National independent evaluation awards accreditation to Archdiocese for safeguarding
The Archdiocese of Canberra and Goulburn has demonstrated a commitment to being leaders in the field of safeguarding children and vulnerable adults through participation in a pilot program, Quality Innovation Performance (QIP) general manager Liz McMullin said.
Presenting Archbishop Christopher Prowse with a certificate of official accreditation this afternoon, Ms McMullin said the process had been a huge undertaking, and the Archdiocese should be very proud.
“We are very grateful for your participation in the pilot, and we are truly pleased to see your hard work be rewarded with this tremendous outcome,” she said.
“Your safeguarding team has done an outstanding job, and you have embraced the opportunity to enhance safeguarding for children and vulnerable adults in your parishes and communities.
“The accreditation demonstrates the commitment of your Archdiocese through participation in the only safeguarding program in Australia to provide and independent, third-party evaluation of an organisation’s safeguarding commitments.”
Institute for Professional Standards and Safeguarding manager Maria Hicks said the Archdiocese had been excited to elevate past efforts and open itself to the scrutiny of QIP.
“Today we will be officially recognised as having achieved accreditation, but it is no time to rest on our laurels,” she said.
“Over the last 8-10 years, the Archdiocese has made significant inroads into safeguarding our community, through training, support, governance, compliance, policies, processes, and protocols. But we live in an ever-changing world.

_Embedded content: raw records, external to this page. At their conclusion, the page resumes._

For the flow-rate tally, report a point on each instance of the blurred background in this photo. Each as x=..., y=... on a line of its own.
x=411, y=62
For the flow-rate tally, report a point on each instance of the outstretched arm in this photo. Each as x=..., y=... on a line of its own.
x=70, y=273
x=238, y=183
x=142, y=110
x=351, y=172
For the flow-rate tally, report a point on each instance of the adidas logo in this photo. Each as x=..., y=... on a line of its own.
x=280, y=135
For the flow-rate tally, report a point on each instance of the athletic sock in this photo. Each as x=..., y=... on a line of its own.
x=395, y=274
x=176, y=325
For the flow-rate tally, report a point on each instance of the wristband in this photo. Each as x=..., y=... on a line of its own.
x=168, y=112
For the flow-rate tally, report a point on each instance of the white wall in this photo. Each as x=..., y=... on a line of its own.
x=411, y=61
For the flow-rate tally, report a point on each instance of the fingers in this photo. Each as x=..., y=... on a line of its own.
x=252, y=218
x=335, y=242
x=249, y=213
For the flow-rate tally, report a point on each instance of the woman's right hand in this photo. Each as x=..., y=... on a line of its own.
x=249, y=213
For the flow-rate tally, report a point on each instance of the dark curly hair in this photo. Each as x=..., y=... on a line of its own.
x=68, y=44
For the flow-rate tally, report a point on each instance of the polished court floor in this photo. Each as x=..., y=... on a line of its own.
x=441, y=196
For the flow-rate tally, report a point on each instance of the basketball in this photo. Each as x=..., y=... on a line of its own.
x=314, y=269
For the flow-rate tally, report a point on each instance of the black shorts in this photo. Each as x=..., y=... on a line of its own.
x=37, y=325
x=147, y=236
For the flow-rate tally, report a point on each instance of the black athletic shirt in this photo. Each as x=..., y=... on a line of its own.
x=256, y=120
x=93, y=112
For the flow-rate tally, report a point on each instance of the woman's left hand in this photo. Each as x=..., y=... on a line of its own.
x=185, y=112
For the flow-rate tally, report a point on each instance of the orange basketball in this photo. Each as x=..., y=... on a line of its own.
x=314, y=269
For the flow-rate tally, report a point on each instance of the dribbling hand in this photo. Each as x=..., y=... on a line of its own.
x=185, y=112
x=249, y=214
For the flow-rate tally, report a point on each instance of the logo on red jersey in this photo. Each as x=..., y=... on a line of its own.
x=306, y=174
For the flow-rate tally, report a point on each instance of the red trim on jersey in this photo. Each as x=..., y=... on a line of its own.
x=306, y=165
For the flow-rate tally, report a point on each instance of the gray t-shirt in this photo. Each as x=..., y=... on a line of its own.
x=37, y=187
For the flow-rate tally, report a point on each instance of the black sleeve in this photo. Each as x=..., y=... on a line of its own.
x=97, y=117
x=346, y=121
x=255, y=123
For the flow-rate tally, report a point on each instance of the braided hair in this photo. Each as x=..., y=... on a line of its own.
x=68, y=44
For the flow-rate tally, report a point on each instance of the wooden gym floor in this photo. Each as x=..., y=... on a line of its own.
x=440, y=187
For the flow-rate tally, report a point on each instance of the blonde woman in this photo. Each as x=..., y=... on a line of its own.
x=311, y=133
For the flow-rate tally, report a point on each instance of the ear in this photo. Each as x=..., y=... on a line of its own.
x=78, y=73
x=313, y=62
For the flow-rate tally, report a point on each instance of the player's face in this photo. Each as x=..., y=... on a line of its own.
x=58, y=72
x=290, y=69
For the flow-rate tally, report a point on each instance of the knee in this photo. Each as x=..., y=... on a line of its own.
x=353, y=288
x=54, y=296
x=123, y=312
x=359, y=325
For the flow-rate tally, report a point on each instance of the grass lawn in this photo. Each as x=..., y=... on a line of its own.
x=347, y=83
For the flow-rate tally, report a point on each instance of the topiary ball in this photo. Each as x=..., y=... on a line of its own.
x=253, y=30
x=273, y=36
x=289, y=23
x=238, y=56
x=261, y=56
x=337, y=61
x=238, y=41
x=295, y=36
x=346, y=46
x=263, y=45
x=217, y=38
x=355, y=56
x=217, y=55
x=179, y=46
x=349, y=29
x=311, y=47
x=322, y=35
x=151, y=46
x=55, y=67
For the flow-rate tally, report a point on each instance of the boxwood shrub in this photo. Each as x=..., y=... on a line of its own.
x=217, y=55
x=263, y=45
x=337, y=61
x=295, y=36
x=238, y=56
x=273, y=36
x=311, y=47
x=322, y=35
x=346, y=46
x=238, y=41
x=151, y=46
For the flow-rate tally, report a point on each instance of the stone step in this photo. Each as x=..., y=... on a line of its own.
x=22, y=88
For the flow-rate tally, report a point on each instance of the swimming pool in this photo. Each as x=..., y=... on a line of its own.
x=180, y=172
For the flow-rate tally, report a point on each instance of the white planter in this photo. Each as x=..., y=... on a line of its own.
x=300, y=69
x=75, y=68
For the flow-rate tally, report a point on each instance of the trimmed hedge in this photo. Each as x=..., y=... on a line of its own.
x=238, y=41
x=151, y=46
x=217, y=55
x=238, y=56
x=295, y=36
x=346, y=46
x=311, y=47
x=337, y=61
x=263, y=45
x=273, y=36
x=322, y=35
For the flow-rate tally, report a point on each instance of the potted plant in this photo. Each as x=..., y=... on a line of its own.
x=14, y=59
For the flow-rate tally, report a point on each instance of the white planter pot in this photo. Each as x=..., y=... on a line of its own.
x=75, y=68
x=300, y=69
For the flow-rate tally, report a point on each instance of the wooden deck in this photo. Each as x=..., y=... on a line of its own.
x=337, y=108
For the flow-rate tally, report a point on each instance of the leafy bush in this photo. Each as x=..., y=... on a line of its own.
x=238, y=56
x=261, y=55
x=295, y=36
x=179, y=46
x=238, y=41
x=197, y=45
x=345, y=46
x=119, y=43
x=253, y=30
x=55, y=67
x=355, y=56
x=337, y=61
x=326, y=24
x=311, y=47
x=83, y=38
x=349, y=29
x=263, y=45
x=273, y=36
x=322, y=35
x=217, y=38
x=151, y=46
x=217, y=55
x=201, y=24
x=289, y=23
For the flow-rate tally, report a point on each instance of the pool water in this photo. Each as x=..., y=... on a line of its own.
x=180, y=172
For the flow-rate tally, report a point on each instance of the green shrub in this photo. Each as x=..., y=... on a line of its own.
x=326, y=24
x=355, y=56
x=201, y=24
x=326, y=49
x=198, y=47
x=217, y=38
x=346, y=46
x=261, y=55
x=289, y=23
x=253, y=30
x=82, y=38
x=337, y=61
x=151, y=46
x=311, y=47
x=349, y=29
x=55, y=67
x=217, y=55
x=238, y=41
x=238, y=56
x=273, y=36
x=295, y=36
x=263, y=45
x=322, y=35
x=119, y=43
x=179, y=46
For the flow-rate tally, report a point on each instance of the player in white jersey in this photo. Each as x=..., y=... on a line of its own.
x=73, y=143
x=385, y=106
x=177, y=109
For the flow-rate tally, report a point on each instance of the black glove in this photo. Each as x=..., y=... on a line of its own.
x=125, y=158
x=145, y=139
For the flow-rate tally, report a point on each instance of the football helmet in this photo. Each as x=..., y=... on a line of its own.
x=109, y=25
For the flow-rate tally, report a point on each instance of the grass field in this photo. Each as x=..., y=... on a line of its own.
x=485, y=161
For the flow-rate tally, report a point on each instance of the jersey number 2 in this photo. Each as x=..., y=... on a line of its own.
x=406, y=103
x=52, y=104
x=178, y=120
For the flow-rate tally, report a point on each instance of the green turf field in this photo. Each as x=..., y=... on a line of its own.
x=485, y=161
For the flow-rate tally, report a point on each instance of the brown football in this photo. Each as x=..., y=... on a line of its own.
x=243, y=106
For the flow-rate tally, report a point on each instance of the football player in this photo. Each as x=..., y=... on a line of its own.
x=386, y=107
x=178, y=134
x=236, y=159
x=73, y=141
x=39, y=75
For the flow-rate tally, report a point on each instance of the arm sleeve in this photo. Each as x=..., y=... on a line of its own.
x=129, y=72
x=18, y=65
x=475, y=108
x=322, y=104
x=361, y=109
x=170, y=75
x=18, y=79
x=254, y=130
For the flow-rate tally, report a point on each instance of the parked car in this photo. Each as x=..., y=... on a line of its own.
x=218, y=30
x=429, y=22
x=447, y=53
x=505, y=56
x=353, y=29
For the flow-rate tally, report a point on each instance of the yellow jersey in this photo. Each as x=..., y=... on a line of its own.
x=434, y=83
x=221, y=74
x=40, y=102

“Given the pace of change, we must be constantly vigilant and open to learning and sharing within our parish community how best to safeguard children and vulnerable adults, including people with disabilities and the elderly. Our work continues.”
Archbishop Prowse said he was delighted to receive the accreditation through an independent body.
“It is mixed blessing – we condemn sex abuse outright of any sort,” he said.
“We learn from the criminal behaviours in our own church, articulated well by Royal Commission, and we try our best to be wounded healers, learning from our own mistakes.”
The Archbishop congratulated staff on their hard work during the accreditation process and thanked those who ‘shepherded the shepherds.’
“As I go around the parishes now, I think one of the safest places for a vulnerable person or child to be in one of our Catholic institutions,” he said.
“It gives me great joy to know we have learnt from these dark chapters and are becoming leaders.”